Anyway, the film begins promisingly enough, with punching and grunting


and the bursting of flashbulbs, and you can tell from the styling that they think they're making RAGING BULL. When JCVD is told to throw the fight, he refuses and winds up on the run in a lavishly produced chase scene on the streets of Marseille,

complete with a weepy damsel waiting at a fog-machine-drenched train platform.

However, JCVD never makes his train, and, while on the lam from French gangsters and sorrowfully hiding on a cart of discarded vegetables,

he spies a poster for the French Foreign Legion,

which luckily has a late-nite drive-thru recruitment station.

Next thing you know, JCVD's wandering the desert with a rifle, and the movie has transformed into a kind of tedious '90s variant of GUNGA DIN or Von Sternberg's MOROCCO. And it's here that the movie begins to really drag.

It's trying very hard for poignancy the entire time, too, which makes it all the more painful, even if the filmmaking is technically more competent than his Cannon work.

You can tell it is a Serious Picture because of JCVD's patented pathos-face.

Anyway, there's lots of men and dust and guns and horses
 
and men with guns on dusty horses

and some Adewale Akinnuoye-Agbaje

and I can't decide if it's more or less homoerotic than LAWRENCE OF ARABIA

I mean, maybe it's technically more homoerotic,

in practice, if not in spirit.

In comparison, JCVD's THE QUEST (which he directed and co-wrote) was also an earnest attempt at Oscar bait, but it brought a certain joie de vivre (Joie-Claude Van Vivre?) to the proceedings. It, too, was a period piece with tear-jerkin' pretensions, but it was at least centered around a martial arts tournament, and sort of felt like BLOODSPORT mixed with a '40s swashbuckler (and maybe a Dickens novel?)
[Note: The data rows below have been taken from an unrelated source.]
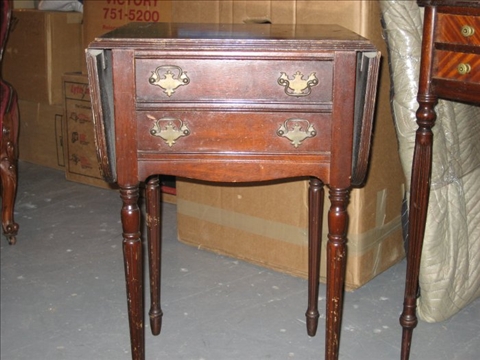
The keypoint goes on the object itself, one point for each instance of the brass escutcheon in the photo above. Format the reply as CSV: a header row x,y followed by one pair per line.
x,y
169,78
467,30
464,68
297,86
169,129
296,130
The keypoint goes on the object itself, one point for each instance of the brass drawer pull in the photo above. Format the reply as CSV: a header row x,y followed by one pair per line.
x,y
296,130
169,78
467,30
169,129
297,86
464,68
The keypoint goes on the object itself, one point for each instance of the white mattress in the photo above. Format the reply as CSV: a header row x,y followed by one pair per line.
x,y
450,267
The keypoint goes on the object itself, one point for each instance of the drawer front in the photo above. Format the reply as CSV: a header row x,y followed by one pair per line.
x,y
233,132
248,80
457,66
458,29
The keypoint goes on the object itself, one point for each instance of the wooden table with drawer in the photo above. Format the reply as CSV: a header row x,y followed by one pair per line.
x,y
449,69
233,103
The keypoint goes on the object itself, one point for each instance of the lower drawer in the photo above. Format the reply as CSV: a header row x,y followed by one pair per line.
x,y
233,132
457,66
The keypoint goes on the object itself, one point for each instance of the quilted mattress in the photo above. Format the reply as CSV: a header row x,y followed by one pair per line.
x,y
450,267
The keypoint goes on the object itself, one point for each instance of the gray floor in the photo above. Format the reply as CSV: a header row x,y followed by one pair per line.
x,y
63,294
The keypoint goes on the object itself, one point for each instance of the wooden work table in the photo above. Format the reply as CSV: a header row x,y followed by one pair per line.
x,y
233,103
450,69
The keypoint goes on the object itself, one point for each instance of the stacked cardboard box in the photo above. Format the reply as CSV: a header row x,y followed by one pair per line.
x,y
41,47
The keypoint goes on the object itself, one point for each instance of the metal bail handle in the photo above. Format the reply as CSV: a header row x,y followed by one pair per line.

In LEGIONNAIRE, JCVD still has the amazing newsie cap from THE QUEST, though it seems to have shrunk a bit.


Alas, his clown makeup from THE QUEST does not make a reappearance.

In any event, perhaps all you really need to know is that there are no splits in LEGIONNAIRE, at least not on-screen.

4 comments:

  1. Ha! Glad to see you're still making time to bask in some Van Dammage! Apologies for not coming around to comment much lately, but rest assured I still read and enjoy all of these, so as always, thanks for the smiles and for taking the time to mine these gems!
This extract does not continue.